みなさん、「刺身」、「造り」と聞いてどんなちがいを想像しますか?
どちらも、魚など生の切り身をイメージされると思います。
呼び名ちがいには、言葉を大切にしてきた日本人の歴史があったのでした。
【お江戸で広まった「刺身」】
「刺身」や「造り」は、新鮮な魚介類などの食材を生のまま切り身にし、醬油や薬味などをつけて食べる料理です。
また、肉やこんにゃく、ゆばなどの魚介類以外の食材でも、切り身にした料理は刺身や造りなどと呼ぶこともあります。
魚介類を生食する料理は、江戸時代に濃口醤油が大量生産され始めたことにともない、関東を中心に発達しますが、当時の武家社会では「切り身」の「切る」という文字は縁起が悪いとされ、「刺身」「お刺身」と呼ばれるようになりました。
【関西でさらに呼び方が変化】
その後、関東から全国へ広まり、関西では「刺す」という文字も縁起が悪いとされ、魚を切ることを「造る」ということから、「造り身」と呼ばれ、そこから「造り」「お造り」へと変化しました。
また、「お造り」には、ただ切り身にしただけではなく、松皮造りや昆布締めなど、ひと手間かけて造ったという意味も込められているといわれています。
刺身よりも造りの方が、美しく上品に聞こえるためか、刺身の丁寧語として「お造り」と言う地域もあります。
【口直しのための「つま」】
刺身や造りに敷かれている大根の細切りを「つま」と呼ばれている方も多いのでは?
そもそも、大根だけが「つま」ではなく、わさびやしょうがなどの辛味、シソやみょうがなどの野菜、わかめなどの海藻など、添えるものの総称を「つま」と呼びます。

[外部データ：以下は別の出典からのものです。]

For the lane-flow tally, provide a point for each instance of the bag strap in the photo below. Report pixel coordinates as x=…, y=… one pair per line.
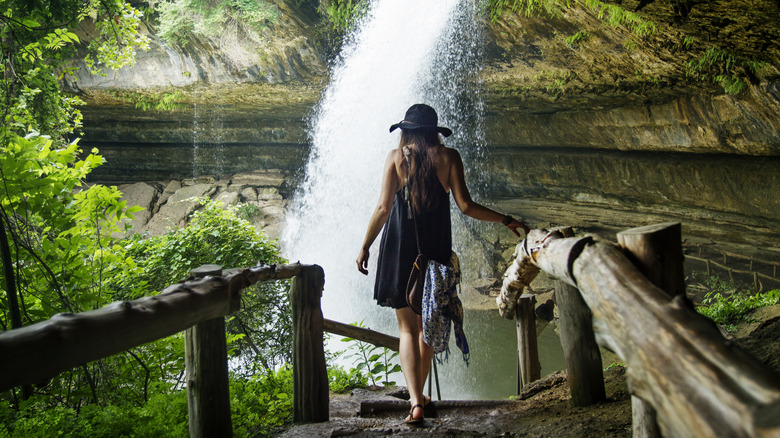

もともとは、魚の腐敗を防いだり、殺菌作用で食あたりを防いだりする役目がありました。
鮮度の良い魚が食べられるようになった現在では、口直しや香りを楽しむものとしての役目が大きくなりました。
また、大根は食あたりをしない、ところから配役があたらない役者のことを「大根役者」と呼ぶようになったとも言われています。
みなさん、刺身と造りのちがいはお分かりでしょうか?
日本には言葉を大切にする文化があるからこそ、さまざまな呼び方があるのだなぁと改めて感じるのでした。